Earlier this year there were stories based on IBM’s midyear X-Force Threat Report with headlines such as “Phishing Drops,” “Is Phishing Finally on the Decline?,” and “Phishing Dries Up as Users Get Smarter.” The sound bites left the impression that the problem was all but solved and that scammers had moved on to other methods.
But this clearly isn’t the case, as noted by the Anti-Phishing Working Group’s Phishing Threat Trends Report for the first half of 2009. They found that the number of consumer-reported phishing attacks in May (37,165) was 7% higher than last year’s peak, and that the number of phishing sites detected in June (49,084) was the second-highest ever (April, 2007 still holds the record).

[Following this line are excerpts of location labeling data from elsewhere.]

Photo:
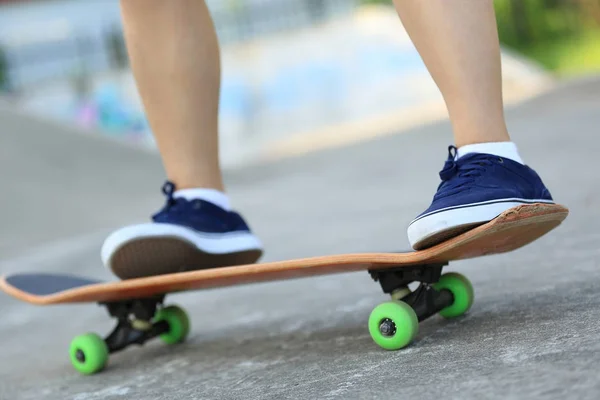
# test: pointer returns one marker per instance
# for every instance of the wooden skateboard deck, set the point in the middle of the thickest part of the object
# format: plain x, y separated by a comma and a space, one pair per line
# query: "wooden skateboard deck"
137, 304
513, 229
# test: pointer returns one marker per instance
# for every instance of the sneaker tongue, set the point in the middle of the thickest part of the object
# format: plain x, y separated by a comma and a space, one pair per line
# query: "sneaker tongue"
449, 170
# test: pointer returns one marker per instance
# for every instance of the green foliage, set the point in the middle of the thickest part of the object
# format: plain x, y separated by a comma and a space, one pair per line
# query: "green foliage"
562, 35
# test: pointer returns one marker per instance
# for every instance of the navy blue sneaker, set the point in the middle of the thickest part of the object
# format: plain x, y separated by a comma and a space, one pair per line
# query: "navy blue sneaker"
474, 190
185, 235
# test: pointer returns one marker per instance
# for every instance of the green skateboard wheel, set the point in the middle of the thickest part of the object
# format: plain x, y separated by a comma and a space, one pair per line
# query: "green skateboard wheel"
88, 353
179, 324
393, 325
461, 290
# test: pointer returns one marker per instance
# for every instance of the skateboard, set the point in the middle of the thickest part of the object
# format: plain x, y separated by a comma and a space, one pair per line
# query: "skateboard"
138, 305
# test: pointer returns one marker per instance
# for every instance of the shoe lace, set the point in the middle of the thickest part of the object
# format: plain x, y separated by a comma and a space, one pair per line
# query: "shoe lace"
458, 173
172, 203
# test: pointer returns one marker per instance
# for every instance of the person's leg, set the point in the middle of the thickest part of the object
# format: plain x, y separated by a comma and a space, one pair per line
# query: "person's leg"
174, 56
458, 42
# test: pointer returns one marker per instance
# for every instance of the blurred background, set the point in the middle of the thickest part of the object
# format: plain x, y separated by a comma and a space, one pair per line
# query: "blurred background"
66, 60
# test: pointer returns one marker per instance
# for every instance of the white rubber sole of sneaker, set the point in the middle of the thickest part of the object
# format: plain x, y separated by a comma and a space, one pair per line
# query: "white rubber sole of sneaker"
212, 243
439, 224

Want more proof? Just this week we hear about tens (hundreds?) of thousands of accounts that have been compromised at Hotmail, Gmail and other webmail services. Presumably the credentials were acquired via phishing attacks, indicating that this form of fraud is alive and well. Looking at the comments on the articles, the age-old opinions about phishing are rampant – “I can’t believe anyone would fall for that” and its companion “I’m too smart to let that happen to me.”

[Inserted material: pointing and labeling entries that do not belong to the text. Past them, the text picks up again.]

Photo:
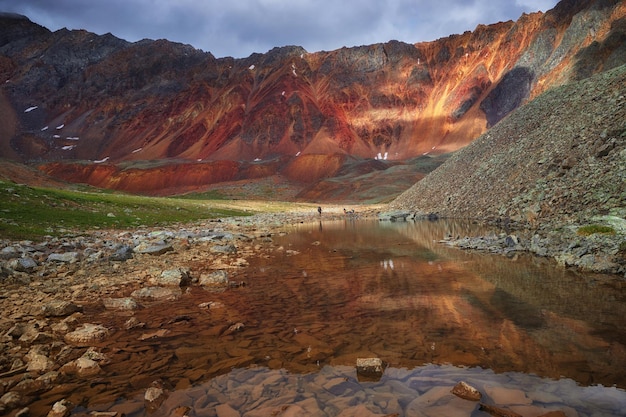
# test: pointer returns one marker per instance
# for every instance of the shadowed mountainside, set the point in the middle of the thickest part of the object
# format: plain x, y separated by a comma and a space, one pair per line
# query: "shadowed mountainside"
560, 158
156, 116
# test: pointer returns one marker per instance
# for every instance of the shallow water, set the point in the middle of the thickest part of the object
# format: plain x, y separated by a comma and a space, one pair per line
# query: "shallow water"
526, 333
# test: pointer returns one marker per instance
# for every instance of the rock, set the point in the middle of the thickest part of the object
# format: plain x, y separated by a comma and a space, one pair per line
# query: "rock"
467, 392
24, 412
133, 323
60, 409
12, 400
23, 265
237, 327
59, 308
86, 334
154, 397
122, 253
87, 367
153, 248
67, 257
175, 277
125, 303
393, 216
156, 293
370, 368
224, 249
214, 278
38, 362
9, 252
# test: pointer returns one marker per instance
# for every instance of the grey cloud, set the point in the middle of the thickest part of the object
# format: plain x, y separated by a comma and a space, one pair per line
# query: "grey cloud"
239, 28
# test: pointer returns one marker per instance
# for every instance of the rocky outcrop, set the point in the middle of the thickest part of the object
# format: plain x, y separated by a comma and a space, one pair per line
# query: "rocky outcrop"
565, 169
74, 95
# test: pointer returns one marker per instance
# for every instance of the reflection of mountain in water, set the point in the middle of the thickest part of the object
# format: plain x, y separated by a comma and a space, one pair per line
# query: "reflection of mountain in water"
442, 305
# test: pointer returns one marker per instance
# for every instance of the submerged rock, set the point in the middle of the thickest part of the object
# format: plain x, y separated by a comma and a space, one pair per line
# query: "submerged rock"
87, 334
466, 391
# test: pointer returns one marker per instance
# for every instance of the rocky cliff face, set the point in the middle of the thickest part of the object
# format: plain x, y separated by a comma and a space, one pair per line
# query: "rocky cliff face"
73, 95
566, 166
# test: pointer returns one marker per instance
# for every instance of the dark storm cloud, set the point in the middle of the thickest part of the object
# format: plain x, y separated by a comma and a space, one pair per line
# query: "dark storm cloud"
241, 27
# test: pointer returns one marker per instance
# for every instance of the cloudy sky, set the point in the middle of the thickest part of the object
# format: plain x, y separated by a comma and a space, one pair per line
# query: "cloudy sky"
240, 27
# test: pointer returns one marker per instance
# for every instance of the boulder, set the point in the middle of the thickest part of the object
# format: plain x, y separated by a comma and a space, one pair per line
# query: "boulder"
87, 334
370, 368
177, 277
224, 249
23, 264
466, 391
156, 293
214, 278
125, 303
67, 257
60, 409
59, 308
122, 253
153, 248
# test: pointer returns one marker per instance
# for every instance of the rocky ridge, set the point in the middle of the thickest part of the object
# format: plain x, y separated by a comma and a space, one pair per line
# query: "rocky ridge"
552, 166
104, 106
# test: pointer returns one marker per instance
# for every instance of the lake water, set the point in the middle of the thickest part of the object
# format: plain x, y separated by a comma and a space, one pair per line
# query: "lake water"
531, 336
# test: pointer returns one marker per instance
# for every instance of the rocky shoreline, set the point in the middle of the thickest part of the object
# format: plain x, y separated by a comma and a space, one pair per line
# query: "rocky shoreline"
52, 289
600, 252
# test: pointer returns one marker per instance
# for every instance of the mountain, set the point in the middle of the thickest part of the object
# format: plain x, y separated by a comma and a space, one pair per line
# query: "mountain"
160, 117
560, 158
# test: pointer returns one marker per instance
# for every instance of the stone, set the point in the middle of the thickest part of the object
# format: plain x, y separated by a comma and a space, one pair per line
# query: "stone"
60, 409
467, 392
153, 248
214, 278
9, 252
122, 253
38, 362
224, 249
59, 308
370, 367
27, 265
177, 277
87, 334
86, 367
153, 398
125, 303
12, 400
156, 293
67, 257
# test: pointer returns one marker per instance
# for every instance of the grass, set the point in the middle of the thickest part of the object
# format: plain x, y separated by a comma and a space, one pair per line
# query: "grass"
33, 212
595, 228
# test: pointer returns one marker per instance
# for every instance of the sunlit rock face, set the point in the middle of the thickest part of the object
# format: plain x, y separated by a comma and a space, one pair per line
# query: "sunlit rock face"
73, 95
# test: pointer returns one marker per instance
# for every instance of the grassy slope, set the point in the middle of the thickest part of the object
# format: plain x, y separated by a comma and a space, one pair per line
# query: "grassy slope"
33, 212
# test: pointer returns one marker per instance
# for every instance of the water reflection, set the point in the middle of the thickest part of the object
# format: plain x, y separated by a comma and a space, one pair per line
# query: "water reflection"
333, 292
422, 391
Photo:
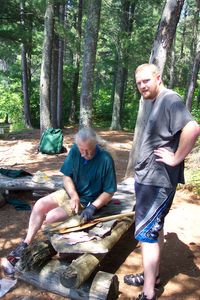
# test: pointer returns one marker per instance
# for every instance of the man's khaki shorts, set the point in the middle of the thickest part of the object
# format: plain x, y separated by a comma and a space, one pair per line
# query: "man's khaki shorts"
64, 201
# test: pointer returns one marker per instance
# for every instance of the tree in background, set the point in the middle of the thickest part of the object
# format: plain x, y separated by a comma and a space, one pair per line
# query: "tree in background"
45, 78
122, 56
90, 45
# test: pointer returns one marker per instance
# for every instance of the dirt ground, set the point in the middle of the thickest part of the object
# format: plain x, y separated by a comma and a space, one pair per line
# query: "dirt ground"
180, 265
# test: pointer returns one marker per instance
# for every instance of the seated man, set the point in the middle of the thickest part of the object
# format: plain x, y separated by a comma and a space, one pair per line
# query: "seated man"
89, 183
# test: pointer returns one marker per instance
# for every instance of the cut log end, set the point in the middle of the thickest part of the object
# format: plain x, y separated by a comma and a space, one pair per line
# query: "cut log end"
105, 286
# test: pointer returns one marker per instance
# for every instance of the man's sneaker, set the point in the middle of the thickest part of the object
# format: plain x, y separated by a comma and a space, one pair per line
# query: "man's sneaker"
8, 268
17, 252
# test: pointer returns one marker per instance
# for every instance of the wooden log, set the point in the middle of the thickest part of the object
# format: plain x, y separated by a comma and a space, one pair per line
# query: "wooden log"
35, 256
26, 183
74, 223
81, 268
105, 286
94, 246
48, 278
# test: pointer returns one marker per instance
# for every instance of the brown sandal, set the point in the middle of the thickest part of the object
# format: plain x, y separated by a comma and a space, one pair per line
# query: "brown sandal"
138, 279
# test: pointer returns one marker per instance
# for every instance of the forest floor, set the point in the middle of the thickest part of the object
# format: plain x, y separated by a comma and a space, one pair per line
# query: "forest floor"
180, 264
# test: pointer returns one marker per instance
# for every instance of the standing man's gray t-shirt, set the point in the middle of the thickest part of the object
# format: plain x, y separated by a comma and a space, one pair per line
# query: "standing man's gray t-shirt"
168, 116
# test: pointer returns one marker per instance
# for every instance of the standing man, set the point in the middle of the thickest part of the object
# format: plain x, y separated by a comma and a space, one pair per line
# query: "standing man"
169, 136
89, 182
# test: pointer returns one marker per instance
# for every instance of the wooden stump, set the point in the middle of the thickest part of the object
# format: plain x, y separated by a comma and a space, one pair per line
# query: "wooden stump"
79, 270
35, 256
105, 286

It’s ironic, but probably appropriate, that this news hits during the sixth annual National Cybersecurity Awareness Month. Admittedly there are obvious spoofs, but what about the ones that look real and are from entities you do business with? Clearly, many people are succumbing to the schemes arriving in their inbox, and most of us don’t have the ability to peel into an email message to determine its legitimacy.
So what’s a person to do to stay safe online? The Cybersecurity Awareness site above has a great list of resources for consumers, but most experts admit there’s no silver bullet to address this issue (except possibly to stop using the Internet ;-)). Still, there are practical measures users can take, ranging from behavioral approaches (don’t click on links or open attachments in email) to the use of tools to detect/eradicate malware and verify the legitimacy of email and websites.

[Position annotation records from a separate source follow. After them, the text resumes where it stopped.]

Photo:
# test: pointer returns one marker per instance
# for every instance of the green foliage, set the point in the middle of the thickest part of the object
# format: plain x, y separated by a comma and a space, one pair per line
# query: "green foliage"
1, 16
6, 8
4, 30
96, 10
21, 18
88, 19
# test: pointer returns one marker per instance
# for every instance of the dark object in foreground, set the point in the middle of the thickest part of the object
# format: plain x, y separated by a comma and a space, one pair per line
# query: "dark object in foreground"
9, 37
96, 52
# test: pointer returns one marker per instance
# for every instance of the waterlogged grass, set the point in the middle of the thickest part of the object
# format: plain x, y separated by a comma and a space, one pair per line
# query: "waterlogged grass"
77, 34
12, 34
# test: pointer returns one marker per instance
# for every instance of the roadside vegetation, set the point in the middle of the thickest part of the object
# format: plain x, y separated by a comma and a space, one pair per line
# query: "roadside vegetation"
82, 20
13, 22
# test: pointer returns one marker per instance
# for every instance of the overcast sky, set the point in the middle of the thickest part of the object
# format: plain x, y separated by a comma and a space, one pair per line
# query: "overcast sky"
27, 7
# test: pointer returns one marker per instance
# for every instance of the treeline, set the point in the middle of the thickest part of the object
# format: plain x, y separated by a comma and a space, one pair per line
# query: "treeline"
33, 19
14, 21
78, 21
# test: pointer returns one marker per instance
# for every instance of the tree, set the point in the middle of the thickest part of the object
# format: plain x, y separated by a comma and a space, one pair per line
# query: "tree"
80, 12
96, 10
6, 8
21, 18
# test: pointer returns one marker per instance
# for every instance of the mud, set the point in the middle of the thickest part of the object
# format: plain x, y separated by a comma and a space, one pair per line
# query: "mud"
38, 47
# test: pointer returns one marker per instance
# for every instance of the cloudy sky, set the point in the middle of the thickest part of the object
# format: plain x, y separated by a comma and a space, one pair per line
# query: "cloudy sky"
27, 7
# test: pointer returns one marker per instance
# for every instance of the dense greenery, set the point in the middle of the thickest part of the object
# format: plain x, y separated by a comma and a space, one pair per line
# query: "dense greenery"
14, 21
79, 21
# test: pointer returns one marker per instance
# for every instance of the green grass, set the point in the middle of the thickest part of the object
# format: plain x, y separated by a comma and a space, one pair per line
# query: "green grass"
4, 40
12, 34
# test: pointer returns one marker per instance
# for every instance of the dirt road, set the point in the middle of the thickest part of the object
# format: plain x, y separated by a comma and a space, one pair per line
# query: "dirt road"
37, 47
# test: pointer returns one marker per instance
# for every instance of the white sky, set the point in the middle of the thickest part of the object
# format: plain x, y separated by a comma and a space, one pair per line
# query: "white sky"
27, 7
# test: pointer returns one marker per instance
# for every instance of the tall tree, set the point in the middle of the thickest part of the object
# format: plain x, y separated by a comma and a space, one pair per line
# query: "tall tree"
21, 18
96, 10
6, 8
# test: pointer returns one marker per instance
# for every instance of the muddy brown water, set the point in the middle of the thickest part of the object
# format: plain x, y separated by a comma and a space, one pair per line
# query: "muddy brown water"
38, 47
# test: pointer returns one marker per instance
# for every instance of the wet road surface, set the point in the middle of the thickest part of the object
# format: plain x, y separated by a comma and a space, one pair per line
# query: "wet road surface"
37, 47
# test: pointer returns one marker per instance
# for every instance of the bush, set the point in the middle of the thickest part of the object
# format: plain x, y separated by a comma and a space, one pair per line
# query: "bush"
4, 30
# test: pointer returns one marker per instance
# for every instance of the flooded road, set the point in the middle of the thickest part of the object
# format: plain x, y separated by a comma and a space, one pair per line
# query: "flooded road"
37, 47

In particular, there are several useful free services that help consumers avoid missteps online – our Truemark service highlights legitimate email messages from thousands of companies and organizations, and the top security software companies all offer tools to visually confirm the safety of websites (e.g., Trend Micro’s TrendProtect, McAfee’s SiteAdvisor , and Norton’s Safe Web. Using these tools will help consumers bypass the bad guys’ offers, no matter how innocent or enticing they look.